Dünyanın en iyi iş idaresi okullarından birinde okuyordu. İşletme bilimi yeni çağın yükselen bilimleri arasındaydı, ve kendisi de bu bilimin en iyi öğretildiği itibarlı bir okulun en başarılı öğrencileri arasındaydı.

Bu, okuldaki ikinci senesiydi. Sene sonu sınavlarından birine daha girmişti. Soru kağıdını alıp soruları hızlıca incelediğinde, onuncu soru karşısında şaşırıp kaldı. Bu bir şaka mıydı? Teksir nüshalarını basan görevlinin işgüzarlığı mıydı yoksa? Veyahut bir dalgınlık eseri mi sorular listesine girmişti? Aynı şaşkınlığı diğer öğrenciler de yaşıyorlardı. İçlerinden biri, cesaret edip:

"Hocam," diye sordu. "Onuncu soruyu soracaktım."

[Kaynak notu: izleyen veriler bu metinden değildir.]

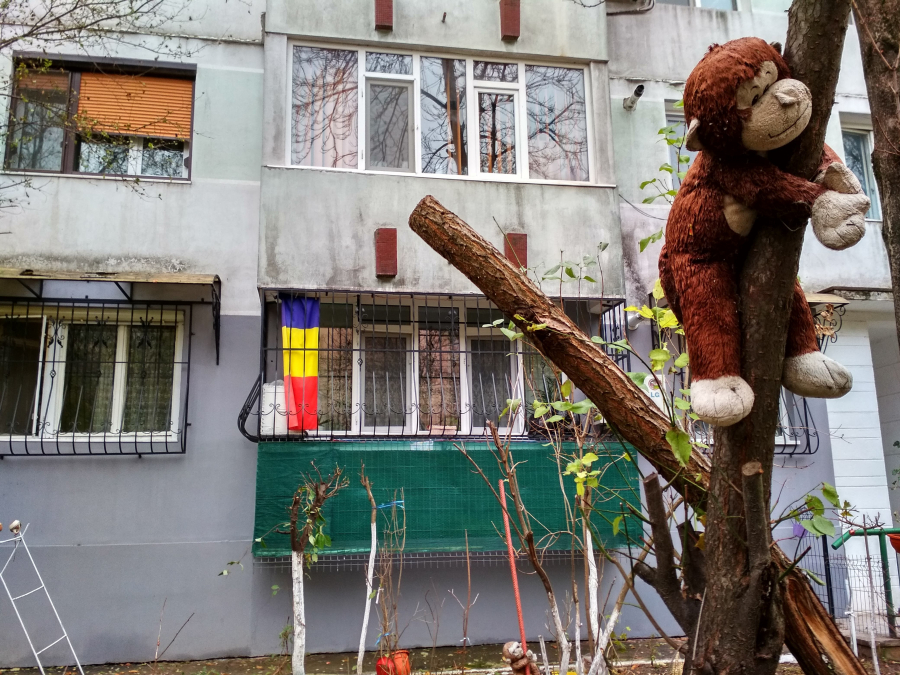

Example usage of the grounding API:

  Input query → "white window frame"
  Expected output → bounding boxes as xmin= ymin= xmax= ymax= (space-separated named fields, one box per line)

xmin=841 ymin=126 xmax=882 ymax=222
xmin=285 ymin=42 xmax=597 ymax=187
xmin=5 ymin=308 xmax=187 ymax=441
xmin=462 ymin=323 xmax=526 ymax=437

"Evet arkadaşlar" dedi profesör, "o soruyu oraya ben koydum. Ve bu sorudan da puan alacaksınız."

Soru şöyleydi: "Her gün okulu temizleyen hademe kadının adı nedir?"

Bütün öğrenciler bu kadını her gün, özellikle de sabah ve akşam saatleri koridoru temizlerken görürlerdi.

Elli yaşlarında, uzun boylu, siyah saçlı bir kadındı kendisi. Ama, öğrencilerin onunla ne işi vardı ki? Adını nereden bileceklerdi? Ne o cevap verebildi onuncu soruya, ne de diğer öğrenciler.

Sonuçta, o sene o dersten tam not alan olmadı. Ama, kağıtları verip sınavdan çıkarken profesörün söylediği sözü hiçbiri hayatlarının sonuna kadar unutamayacaktı:

"Hayatınız boyunca insanlarla karşılaşacaksınız. Hepsi birbirinden farklı insanlar. Ama sizin ilginizi ve dikkatinizi hak eden insanlar bunlar. Onları unutmadan yaşamayı öğrenmeniz gerek."